Pipeline gets stuck in a job when a self-hosted runner disconnects
Summary
Im launching a self-hosted runner using CML, that its picking a job of the pipeline shown below. If I disconnect the runner during the command sleep 120
the pipeline gets stuck. Does not detect that the runner is not longer available and even if I start a new runner the job wont be repeated or anything, just stay running until timeout
stages:
- ml
- check
train:
stage: ml
tags:
- gpu
script:
- echo 'Hi from CML!' >> report.md
- cml-send-comment report.md
- sleep 120
check:
stage: check
when: on_failure
needs:
- train
script:
- echo "Did it train?"
Steps to reproduce
- Launch a self-hosted runner
- Setup a very simple repo, just only the pipeline shown above is needed.

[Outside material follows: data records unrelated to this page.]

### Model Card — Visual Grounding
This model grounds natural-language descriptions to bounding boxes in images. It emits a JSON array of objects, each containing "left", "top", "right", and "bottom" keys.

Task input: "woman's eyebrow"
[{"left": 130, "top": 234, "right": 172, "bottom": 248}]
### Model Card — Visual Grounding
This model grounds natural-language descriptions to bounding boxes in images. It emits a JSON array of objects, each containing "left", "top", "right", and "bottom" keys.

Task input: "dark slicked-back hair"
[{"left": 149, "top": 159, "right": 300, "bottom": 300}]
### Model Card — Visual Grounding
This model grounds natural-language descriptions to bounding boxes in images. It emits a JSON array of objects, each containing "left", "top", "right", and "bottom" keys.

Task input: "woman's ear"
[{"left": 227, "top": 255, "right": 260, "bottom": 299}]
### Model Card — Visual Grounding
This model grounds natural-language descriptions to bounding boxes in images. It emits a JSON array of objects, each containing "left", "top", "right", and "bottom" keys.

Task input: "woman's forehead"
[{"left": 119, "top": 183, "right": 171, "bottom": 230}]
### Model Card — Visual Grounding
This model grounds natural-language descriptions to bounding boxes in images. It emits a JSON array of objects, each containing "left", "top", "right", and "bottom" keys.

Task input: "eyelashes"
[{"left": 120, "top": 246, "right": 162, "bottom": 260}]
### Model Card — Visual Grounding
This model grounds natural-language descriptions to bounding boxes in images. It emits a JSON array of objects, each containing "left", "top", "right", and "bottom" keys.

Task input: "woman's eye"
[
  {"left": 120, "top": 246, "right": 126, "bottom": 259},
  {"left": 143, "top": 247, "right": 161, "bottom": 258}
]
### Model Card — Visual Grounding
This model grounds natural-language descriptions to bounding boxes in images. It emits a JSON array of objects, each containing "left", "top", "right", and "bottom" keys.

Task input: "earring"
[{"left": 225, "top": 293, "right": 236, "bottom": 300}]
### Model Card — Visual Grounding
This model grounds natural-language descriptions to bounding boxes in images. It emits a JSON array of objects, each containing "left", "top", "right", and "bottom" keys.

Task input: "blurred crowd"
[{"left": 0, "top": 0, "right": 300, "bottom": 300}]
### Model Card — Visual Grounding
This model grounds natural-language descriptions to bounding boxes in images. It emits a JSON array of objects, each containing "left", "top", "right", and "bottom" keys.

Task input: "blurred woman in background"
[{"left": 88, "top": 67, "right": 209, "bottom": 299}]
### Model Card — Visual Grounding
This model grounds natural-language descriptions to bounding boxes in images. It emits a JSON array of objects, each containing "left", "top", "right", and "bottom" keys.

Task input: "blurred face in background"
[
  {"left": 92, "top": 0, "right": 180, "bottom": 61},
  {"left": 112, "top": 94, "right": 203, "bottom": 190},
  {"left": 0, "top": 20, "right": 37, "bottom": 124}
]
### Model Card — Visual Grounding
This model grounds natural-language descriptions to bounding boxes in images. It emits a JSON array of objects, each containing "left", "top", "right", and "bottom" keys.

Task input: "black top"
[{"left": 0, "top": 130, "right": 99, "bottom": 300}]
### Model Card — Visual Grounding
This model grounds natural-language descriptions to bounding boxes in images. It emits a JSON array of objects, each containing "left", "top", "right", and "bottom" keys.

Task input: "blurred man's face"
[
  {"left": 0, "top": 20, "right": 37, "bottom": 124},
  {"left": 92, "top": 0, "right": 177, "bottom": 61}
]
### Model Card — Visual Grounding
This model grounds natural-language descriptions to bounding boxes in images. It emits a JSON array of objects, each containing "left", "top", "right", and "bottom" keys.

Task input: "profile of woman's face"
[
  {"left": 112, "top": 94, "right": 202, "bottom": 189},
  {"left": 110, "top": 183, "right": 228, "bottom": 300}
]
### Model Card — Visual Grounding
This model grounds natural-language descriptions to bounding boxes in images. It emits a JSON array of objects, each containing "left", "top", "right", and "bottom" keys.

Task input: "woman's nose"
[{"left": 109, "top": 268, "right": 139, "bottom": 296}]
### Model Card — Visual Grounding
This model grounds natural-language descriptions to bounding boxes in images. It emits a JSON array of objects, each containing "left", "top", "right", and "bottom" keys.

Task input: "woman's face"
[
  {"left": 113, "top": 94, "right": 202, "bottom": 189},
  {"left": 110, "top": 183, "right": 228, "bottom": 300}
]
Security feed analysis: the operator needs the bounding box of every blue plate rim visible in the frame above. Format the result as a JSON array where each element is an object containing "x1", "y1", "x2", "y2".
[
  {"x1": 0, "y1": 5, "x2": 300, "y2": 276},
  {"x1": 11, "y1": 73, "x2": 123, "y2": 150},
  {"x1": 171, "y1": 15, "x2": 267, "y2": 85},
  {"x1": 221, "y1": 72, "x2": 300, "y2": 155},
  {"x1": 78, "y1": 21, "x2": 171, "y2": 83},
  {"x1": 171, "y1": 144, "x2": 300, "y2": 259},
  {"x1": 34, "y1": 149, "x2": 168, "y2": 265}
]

- During the train sleep destroy your self-hosted runner
What is the current bug behavior?
Job stays running forever.
What is the expected correct behavior?
The job should stop
Proposal
It looks like there's an issue in StuckCIWorker
that needs addressed per this comment from @fabiopitino.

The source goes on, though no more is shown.